A: This all refers to the aspect ration that the film was shot in. Older TV shows were almost all shot in 1.33:1 or 4x3 before widescreen TVs took over the marketplace in the mid 2000s. A similar aspect ratio was used for most films until the mid 50s when widescreen Panavision and Cinemascope started using 16x9 or 2.35:1 aspect ratios to shoot films. These wider shooting formats gave filmmakers a new and wider screen format in which to shoot their movies. Ben Hur was shot using an extremely wide 2.55:1 ratio.
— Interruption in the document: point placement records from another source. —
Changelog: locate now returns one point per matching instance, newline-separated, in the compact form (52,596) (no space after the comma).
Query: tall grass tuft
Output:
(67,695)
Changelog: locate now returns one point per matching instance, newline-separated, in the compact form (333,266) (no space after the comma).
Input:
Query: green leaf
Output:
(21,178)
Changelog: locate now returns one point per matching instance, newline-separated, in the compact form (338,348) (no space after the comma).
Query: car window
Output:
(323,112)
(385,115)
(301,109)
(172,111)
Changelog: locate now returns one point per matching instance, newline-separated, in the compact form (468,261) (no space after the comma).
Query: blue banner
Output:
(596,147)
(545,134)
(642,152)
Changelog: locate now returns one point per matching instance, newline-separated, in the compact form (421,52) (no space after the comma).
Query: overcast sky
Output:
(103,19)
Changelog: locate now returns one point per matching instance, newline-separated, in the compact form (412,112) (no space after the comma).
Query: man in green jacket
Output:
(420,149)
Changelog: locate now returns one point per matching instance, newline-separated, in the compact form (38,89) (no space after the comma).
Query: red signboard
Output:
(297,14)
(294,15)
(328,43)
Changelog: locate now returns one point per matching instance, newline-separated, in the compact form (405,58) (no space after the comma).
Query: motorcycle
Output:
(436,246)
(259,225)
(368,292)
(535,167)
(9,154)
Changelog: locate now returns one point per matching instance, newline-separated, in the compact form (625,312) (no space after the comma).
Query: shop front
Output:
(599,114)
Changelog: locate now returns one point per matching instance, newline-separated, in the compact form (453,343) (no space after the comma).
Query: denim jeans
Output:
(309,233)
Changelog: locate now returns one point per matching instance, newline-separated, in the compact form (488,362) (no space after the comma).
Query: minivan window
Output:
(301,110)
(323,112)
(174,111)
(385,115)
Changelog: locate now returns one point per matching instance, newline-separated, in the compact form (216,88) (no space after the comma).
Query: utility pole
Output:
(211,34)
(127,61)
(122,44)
This allows much more to appear on film from a left to right vantage versus the squarish 1.37:1 ratio used for most films prior to the development of these widescreen formats.
When you watched a film shot in a widescreen format on TV the image was Pan and Scanned to allow these movies to be shown on the old school fullscreen TV format of 1.33:1 or 4x3. Early DVDs stuck to the fullscreen format for a while, even releasing some early DVDs in a Letterbox format, which maintained the original widescreen aspect ratio of the film that produced bars on the top and bottom of the screen. Most of the home video pubic didn't care for the Bars at the top and bottom of their screen, hence the Pan and Scan or Fullscreen 1.33:1 or 4:3 aspect ratio was used for earlier DVDs. This filled up the fullscreen TVs but inevitably chopped off a good chunk of the movie to accomplish this.
By the mid 2000s most DVDs were coming in Anamorphic widescreen and some still had flip discs that offered a fullscreen version on one side and the original widescreen aspect ratio on the other. By the late 2000s fullscreen DVDs were nearly extinct in favor of the Anamorphic widescreen DVDs and Blu Rays that took advantage of the newer widescreen TVs.